There have even been a couple of special meetings for children, where Anne and Daniel Dinshah, 6-year-old daughter and 8-year-old son of two key congress leaders, have talked about being a vegetarian when the other kids are off to McDonalds for hamburgers. (It's hard, but think of the poor animals.)

Around the university gym, where many of the meeting are being held, there are booths where you can buy juicers and vegetarian coloring books, "Diet for a Small Planet" and distilled water. There's also a young man selling three kinds of dried seaweed, which he and his wife gather off the Maine coast and dry themselves. All three - kelp, alaria and dulse - are good. Very nice for munching with a glass of wine you probably won't have if you're a vegetarian; the same satisfactions of salt and chewiness you get from (oops) beef jerky, slack dried hake or the dried cod icelanders enjoy with butter on it.

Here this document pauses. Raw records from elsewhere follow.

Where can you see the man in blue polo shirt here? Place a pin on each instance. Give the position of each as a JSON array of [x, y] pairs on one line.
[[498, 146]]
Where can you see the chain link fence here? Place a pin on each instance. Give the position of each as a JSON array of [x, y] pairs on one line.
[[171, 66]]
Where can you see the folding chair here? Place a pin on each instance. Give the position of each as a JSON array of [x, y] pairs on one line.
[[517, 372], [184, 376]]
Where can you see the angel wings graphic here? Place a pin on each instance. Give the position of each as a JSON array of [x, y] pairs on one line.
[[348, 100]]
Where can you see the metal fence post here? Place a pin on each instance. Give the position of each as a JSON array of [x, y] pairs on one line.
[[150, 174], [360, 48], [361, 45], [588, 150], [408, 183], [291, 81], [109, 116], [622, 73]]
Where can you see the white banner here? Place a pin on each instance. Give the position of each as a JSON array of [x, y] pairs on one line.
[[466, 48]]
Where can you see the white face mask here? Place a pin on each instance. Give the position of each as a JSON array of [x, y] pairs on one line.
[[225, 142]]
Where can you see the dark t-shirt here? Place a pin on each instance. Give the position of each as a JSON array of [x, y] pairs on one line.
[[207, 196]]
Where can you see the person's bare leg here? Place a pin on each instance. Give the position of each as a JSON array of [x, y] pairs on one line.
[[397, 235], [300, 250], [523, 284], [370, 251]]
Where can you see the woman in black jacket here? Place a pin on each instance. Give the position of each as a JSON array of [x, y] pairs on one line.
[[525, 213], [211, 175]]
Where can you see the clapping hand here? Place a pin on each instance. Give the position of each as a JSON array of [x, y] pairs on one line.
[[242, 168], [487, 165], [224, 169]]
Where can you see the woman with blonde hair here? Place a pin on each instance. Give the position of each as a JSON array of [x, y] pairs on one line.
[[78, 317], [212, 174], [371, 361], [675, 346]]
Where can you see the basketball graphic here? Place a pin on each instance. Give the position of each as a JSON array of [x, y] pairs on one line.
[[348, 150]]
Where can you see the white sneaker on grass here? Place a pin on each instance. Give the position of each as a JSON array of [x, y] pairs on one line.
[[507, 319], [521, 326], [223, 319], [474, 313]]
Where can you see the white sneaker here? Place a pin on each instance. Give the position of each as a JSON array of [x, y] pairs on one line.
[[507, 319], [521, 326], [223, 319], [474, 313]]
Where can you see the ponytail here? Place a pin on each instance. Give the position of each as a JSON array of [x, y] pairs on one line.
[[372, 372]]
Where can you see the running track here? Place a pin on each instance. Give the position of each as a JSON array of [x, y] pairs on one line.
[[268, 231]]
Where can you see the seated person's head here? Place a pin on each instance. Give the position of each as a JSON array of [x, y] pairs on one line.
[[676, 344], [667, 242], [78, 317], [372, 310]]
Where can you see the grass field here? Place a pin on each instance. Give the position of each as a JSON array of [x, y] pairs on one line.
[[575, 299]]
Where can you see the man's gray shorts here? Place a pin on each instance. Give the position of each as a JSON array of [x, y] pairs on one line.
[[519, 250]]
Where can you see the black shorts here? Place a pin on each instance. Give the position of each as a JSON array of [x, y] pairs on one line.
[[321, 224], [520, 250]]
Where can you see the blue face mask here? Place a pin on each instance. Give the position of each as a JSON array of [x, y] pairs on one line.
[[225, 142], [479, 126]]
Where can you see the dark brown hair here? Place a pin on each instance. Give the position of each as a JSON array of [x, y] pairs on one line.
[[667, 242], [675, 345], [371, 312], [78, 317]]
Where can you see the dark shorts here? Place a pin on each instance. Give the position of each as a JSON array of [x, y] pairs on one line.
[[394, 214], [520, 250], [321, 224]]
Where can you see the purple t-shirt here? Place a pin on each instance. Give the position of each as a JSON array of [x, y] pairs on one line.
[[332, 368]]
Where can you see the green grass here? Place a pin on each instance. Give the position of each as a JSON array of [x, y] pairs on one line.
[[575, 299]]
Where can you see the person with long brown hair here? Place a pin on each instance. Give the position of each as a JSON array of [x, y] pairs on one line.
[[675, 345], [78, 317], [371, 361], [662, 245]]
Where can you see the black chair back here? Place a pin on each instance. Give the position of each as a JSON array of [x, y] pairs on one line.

Nobody has done much with the allegations of some anthropologists that fossil teeth suggest the human creatue has been a carnivore for millions of years. Or what specialists in comparative anatomy say about the length of the human intestines as opposed to the digestive apparatus of ruminants.

And I never did find out what was meant by the breatharian slogan od "Sunshine for Lunch."